Beispielweise werden bei Aufnahmen des Gehirns automatisch die
Volumenverluste in bestimmten Hirnregionen gemessen, um so
Hinweise auf Krankheiten wie Alzheimer und Parkinson zu geben.
- Die Gründer von QuantiCor aus Darmstadt haben ein eigenes
Verschlüsselungsverfahren entwickelt, dem das sogenannte
mathematische Gitterproblem zugrunde liegt. Der Clou: Selbst
Quantencomputer, eine neue Generation von leistungsstarken
Rechnern, werden ihre Verschlüsselungstechnik in Zukunft nicht
brechen können. Zugleich erfordert das Verfahren von QuantiCor
keinen hohen Rechen- und Ressourcenaufwand und eignet sich daher
insbesondere für Anwendungen im Internet der Dinge.
Über den "Gründerwettbewerb - Digitale Innovationen"

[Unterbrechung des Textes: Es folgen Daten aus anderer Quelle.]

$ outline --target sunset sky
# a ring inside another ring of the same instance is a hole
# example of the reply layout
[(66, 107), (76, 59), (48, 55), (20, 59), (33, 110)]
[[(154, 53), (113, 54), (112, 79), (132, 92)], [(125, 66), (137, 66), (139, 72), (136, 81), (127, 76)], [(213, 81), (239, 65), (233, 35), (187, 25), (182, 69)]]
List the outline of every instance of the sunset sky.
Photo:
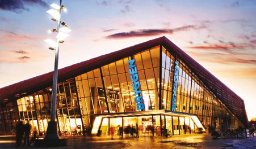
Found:
[[(0, 1), (0, 88), (53, 71), (44, 42), (50, 0)], [(72, 30), (58, 68), (166, 36), (245, 101), (256, 117), (256, 1), (62, 0)]]

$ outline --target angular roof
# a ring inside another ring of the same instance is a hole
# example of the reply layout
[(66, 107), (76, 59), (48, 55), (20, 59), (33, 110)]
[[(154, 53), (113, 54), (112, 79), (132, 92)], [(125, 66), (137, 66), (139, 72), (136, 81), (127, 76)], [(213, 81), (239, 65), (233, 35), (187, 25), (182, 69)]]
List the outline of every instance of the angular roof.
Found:
[[(164, 46), (172, 54), (178, 56), (245, 126), (247, 126), (248, 121), (244, 100), (164, 36), (60, 69), (58, 71), (58, 82), (64, 81), (158, 45)], [(3, 106), (3, 102), (15, 99), (15, 96), (20, 98), (22, 95), (31, 94), (52, 86), (53, 76), (53, 72), (51, 72), (0, 89), (0, 106)]]

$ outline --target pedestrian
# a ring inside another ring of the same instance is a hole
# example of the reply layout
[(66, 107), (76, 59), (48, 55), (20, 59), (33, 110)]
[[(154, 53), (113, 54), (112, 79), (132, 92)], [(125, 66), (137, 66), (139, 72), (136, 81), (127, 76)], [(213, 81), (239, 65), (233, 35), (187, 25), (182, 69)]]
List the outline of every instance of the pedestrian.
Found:
[(23, 123), (22, 121), (19, 121), (16, 126), (16, 147), (19, 147), (22, 145), (23, 135)]
[(138, 126), (138, 124), (136, 124), (136, 138), (139, 138), (139, 126)]
[(131, 138), (133, 138), (133, 134), (135, 133), (136, 133), (136, 129), (134, 128), (134, 126), (132, 125), (132, 126), (131, 127), (131, 129), (130, 129), (130, 133), (131, 133)]
[(31, 126), (28, 122), (24, 125), (24, 130), (25, 132), (25, 135), (24, 137), (24, 142), (23, 146), (30, 146), (30, 134)]
[(110, 135), (111, 135), (111, 139), (114, 139), (114, 133), (115, 132), (115, 129), (114, 126), (110, 127)]
[(123, 139), (123, 134), (124, 129), (121, 126), (119, 125), (119, 139)]

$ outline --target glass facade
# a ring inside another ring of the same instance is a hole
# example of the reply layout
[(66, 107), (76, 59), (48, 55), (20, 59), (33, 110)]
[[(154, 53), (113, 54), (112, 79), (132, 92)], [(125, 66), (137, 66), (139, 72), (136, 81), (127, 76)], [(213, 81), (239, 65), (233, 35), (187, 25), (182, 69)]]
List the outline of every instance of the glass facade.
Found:
[[(120, 126), (137, 124), (139, 135), (157, 136), (163, 127), (177, 135), (209, 126), (217, 130), (244, 126), (180, 58), (162, 46), (144, 50), (59, 82), (58, 130), (73, 135), (89, 130), (92, 134), (108, 135), (112, 126), (118, 135)], [(132, 59), (140, 82), (137, 90), (128, 63)], [(51, 117), (49, 86), (1, 107), (0, 133), (15, 131), (16, 123), (22, 120), (43, 135)], [(139, 91), (142, 110), (135, 96)]]

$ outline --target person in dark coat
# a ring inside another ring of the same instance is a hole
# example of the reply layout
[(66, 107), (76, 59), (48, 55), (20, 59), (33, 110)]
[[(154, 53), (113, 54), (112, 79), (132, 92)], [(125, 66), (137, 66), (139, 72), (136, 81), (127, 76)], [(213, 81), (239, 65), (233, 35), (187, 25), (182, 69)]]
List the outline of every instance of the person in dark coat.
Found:
[(24, 143), (23, 146), (30, 146), (30, 130), (31, 129), (31, 126), (30, 124), (27, 122), (26, 124), (25, 125), (24, 125), (24, 130), (25, 132), (25, 136), (24, 137)]
[(19, 147), (22, 145), (22, 139), (24, 135), (24, 127), (22, 121), (19, 121), (16, 126), (16, 147)]

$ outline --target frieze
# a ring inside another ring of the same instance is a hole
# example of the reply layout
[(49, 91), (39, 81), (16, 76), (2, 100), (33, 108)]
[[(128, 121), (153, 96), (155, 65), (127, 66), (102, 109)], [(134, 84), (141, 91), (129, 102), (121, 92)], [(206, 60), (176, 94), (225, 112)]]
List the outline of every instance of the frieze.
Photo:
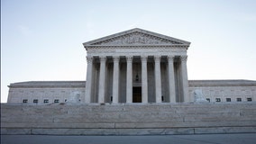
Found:
[(134, 32), (119, 37), (114, 37), (91, 45), (125, 45), (125, 44), (183, 44), (181, 42), (162, 39), (153, 35)]

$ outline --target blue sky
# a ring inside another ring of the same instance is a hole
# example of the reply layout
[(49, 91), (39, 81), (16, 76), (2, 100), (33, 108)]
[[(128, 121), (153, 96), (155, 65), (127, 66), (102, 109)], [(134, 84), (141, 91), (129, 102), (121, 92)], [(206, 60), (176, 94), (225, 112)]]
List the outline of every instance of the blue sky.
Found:
[(191, 42), (188, 79), (256, 80), (254, 0), (2, 0), (1, 103), (10, 83), (86, 80), (82, 43), (141, 28)]

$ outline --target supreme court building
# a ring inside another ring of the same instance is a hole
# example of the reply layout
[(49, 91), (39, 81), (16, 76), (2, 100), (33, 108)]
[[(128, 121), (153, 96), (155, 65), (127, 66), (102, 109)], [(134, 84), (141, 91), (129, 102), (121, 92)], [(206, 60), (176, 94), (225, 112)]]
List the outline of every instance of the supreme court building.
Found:
[(138, 28), (83, 43), (85, 102), (188, 102), (189, 44)]
[(83, 43), (87, 81), (32, 81), (9, 86), (11, 104), (252, 102), (251, 80), (187, 80), (190, 42), (132, 29)]

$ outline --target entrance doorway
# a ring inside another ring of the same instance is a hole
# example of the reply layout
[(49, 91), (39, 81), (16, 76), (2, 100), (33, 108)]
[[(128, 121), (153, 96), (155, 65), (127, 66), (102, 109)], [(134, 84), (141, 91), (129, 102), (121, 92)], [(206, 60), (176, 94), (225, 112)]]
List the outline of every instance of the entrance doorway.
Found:
[(142, 103), (142, 87), (133, 88), (133, 103)]

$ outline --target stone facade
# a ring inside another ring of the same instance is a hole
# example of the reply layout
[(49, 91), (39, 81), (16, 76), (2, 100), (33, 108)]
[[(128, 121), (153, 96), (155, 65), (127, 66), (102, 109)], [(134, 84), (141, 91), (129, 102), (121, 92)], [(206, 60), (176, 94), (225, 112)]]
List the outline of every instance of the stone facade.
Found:
[(190, 42), (132, 29), (83, 43), (85, 81), (22, 82), (9, 86), (8, 103), (191, 103), (256, 101), (256, 82), (187, 81)]
[[(78, 103), (85, 103), (85, 81), (59, 82), (23, 82), (9, 86), (8, 104), (50, 104), (60, 103), (76, 103), (74, 98), (78, 95)], [(255, 102), (256, 82), (248, 80), (189, 80), (189, 101), (195, 102), (194, 93), (202, 90), (203, 97), (211, 103)], [(152, 98), (152, 97), (150, 97)], [(44, 103), (45, 100), (47, 103)], [(73, 101), (72, 101), (73, 100)], [(122, 102), (124, 100), (121, 99)], [(149, 100), (151, 101), (151, 100)], [(111, 103), (110, 101), (108, 103)], [(169, 102), (163, 102), (169, 103)]]
[(83, 43), (87, 50), (85, 103), (189, 102), (189, 44), (142, 29)]

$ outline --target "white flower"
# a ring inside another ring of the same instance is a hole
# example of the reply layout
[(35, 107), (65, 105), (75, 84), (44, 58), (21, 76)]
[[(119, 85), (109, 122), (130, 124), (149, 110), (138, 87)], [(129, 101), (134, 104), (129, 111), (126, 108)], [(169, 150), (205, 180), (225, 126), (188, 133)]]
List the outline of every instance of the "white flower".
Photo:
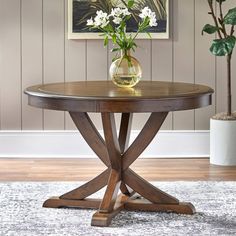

Der "Gründerwettbewerb - Digitale Innovationen" ist ein Ideenwettbewerb, ausgerichtet vom Bundesministerium für Wirtschaft und Energie (BMWi). Jährlich finden zwei Wettbewerbsrunden statt, in deren Rahmen eine Jury mit Expertinnen und Experten aus Wissenschaft und Wirtschaft jeweils bis zu sechs Gründungsideen mit Hauptpreisen von je 32.000 Euro auszeichnet. Darüber hinaus erhalten bis zu fünfzehn weitere Gründungsideen je 7.000 Euro. Der thematisch wechselnde Sonderpreis ist mit 10.000 Euro dotiert. Alle Teilnehmerinnen und Teilnehmer erhalten eine schriftliche Einschätzung ihrer Gründungsidee sowie Coaching und Beratung.